Larsson’s trilogy offers a thought-provoking, and at times shocking, critique of modern Sweden while ticking all the boxes of a great genre work.
The Crying Light
Antony Hegarty emerged from nowhere in 2005 to win one of the biggest awards in British music when the album I Am A Bird scooped the Mercury Prize. Alternatively, if you listen to his legions of admirers, he was delivered straight from heaven on a golden chariot with a ready-made choir of angels.
In truth, Antony is a glorious oddity – a dark, brooding (and cross-dressing) figure, at once icily indifferent to his public, but also strangely wrapped up in his own mythology.
Whatever you think of his ‘narrative’, one thing is undeniable: he has a uniquely powerful voice. Not powerful in a belt-it-out-tothe-back-row sense, but liquid, stirring and soulful. The kind of voice that reveals eerie truths.
His new album, The Crying Light, has been previewed in a handful of shows and suggests that there’ll be no let-up in Antony’s run of success. It glides easily between radiant self-absorption and a more extrovert, almost grandstanding vein of self-expression. Indeed, just reading the track listing is its own kind of pleasure, with titles like Daylight and the Sun, Her Eyes Are Underneath The Ground, Aeon and Kiss My Name. He’s a rare treasure.
Working On A Dream
Bruce Springsteen is bigger than criticism. When you’ve been selling out stadiums for as long as he has, when your fan base is as devoted as his is and when your musical legacy is totally secure, you’ve earned the right to do whatever you like. How else to account for the continued career of the Rolling Stones?

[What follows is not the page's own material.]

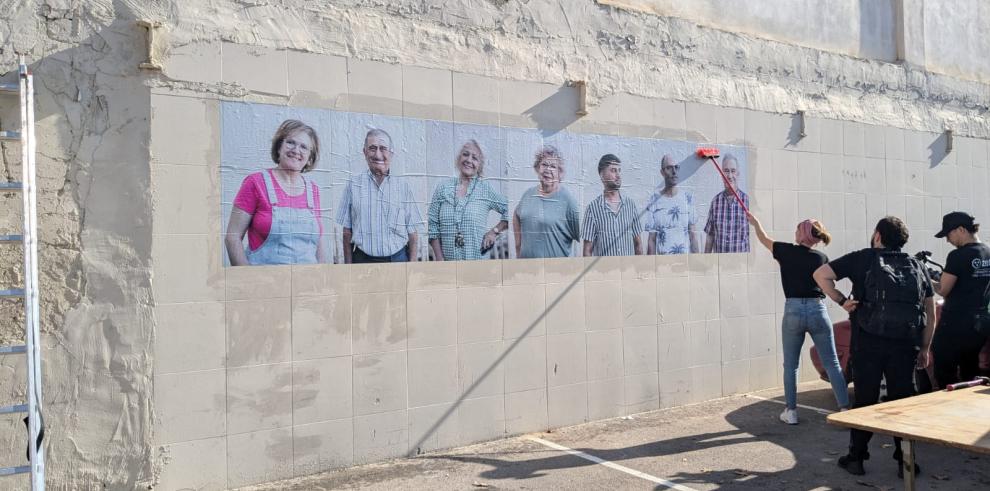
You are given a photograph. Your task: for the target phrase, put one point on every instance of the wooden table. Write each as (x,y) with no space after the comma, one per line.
(960,419)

So it’s hugely to The Boss’s credit that not only is he still producing new albums, but those albums actually sound fresh, exciting and totally switched on.
Working On A Dream is a case in point. The title track was unveiled at a rally for BarackObama and the whole record fizzes with optimism and vitality. “I’m working on a dream/Though trouble can feel like it’s here to stay,” sings Bruce. “I’m working on a dream/Our love will chase the trouble away.”
The production by Brendan O’Brien is noticeably better than on their last collaboration on Magic, with the energy and verve of the E Street Band left to do the talking.
The Boss is definitely back.
Your Heart Belongs To Me by Dean Koontz
With the sad passing of Michael Crichton, the field is wide open for anyone who wants to step in with a quality medical thriller. Veteran author Dean Koontz has done just that – but with a twist.
Internet entrepreneur Ryan Perry has it all: a good life, a bulging wallet and a hot girlfriend. But when he starts experiencing strange symptoms, it soon becomes clear that his bank balance is the only thing in Ryan’s life that’s healthy. He’s suffering from cardiomyopathy and has 12 months to live unless he receives a heart transplant. When a donor is found, however, it turns out that Ryan’s problems have only just begun. Before long he’s receiving anonymous ‘gifts’ accompanied by a chilling message: “Your heart belongs to me”.
Part medical thriller, part macabre chiller and part romance, Your Heart Belongs To Me is a successful, if not always compelling, mish-mash of genres. Impeccably researched, well paced and stylishly crafted, it still doesn’t pack the punch of Crichton at his best.